Am I wrong in something? Does anyone has an idea for solving this? I'm using Ubuntu.
You are having difficulty with your current approach because crontab -e
doesn't read from stdin. However, crontab
without the -e
switch, does read from stdin.
The most obvious way is to just append the new cron job to the existing crontab:
crontab -l > current_cron
cat >> current_cron << EOF
# new cron job here
EOF
crontab < current_cron
rm -f current_cron
The obvious issue with this approach is that there is no check to see if the cron job exists already. That's where it can get a little tricky.
One way to tackle that would be to have a "script managed section" in crontab, typically, at the bottom:
# DO NOT MODIFY THE SECTION BELOW MANUALLY. IT'S MANAGED BY AUTOMATION.

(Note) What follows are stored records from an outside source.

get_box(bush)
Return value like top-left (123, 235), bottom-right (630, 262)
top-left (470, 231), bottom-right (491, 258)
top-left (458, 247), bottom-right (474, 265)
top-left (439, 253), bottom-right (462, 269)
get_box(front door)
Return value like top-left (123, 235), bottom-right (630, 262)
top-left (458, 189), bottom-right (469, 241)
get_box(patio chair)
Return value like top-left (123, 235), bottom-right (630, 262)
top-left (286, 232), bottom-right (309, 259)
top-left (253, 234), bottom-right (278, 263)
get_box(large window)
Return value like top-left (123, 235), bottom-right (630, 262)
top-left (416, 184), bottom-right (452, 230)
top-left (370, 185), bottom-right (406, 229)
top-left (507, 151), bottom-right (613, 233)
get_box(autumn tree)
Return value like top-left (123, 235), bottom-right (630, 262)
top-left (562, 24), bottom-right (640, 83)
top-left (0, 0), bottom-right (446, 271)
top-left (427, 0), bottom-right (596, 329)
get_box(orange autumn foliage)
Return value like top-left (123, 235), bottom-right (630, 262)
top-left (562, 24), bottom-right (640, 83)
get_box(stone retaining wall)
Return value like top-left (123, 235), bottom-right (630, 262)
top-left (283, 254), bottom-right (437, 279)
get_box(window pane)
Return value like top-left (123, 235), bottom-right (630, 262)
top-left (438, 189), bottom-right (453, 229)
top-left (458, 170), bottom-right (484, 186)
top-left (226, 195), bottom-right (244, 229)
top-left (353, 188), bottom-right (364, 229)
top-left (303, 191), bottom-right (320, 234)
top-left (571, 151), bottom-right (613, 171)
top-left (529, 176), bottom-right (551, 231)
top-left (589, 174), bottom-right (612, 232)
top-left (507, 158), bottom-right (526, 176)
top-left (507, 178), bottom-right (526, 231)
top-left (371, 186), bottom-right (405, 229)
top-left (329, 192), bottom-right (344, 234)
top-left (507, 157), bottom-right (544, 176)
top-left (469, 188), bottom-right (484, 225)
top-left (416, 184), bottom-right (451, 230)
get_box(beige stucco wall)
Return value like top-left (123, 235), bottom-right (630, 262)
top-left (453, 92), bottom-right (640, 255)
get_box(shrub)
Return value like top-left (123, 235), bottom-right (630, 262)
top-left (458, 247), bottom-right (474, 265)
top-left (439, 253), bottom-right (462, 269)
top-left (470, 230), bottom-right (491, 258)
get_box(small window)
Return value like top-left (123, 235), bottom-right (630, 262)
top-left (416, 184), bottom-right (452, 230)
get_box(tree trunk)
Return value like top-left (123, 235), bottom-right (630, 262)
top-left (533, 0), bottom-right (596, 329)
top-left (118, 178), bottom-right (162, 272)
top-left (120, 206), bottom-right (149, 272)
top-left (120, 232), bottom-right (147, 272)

#---script managed section---
"cron job 1"
"cron job 2"
Then, a script can manage this section - it is best to have a single script that manages all automatic cron jobs:
crontab -l > current_cron
sed '/---script managed section---/q' current_cron > new_cron
cat >> new_cron << EOF
# updated cron jobs here
EOF
crontab < new_cron
rm -f new_cron current_cron
If we need even more fine-grained control, then we can have a section for each managed cron job, with begin and end markers and make the script deal with a specific section each time.
However, there is a better idea for Ubuntu. We can completely do away with crontab and use /etc/cron.d instead. Here, we have one file for each cron job which follows the exact format of a cron job spec. Since there is a 1:1 correspondence between cron jobs and /etc/cron.d files, they are managed directly as files rather than through crontab
command and hence, automation is much easier.
From man cron
on Ubuntu:
In Debian, cron reads the files in the /etc/cron.d directory. cron treats the files in /etc/cron.d as in the same way as the /etc/crontab file (they follow the special format of that file, i.e. they include the user field). However, they are independent of /etc/crontab: they do not, for example, inherit environment variable settings from it. This change is specific to Debian.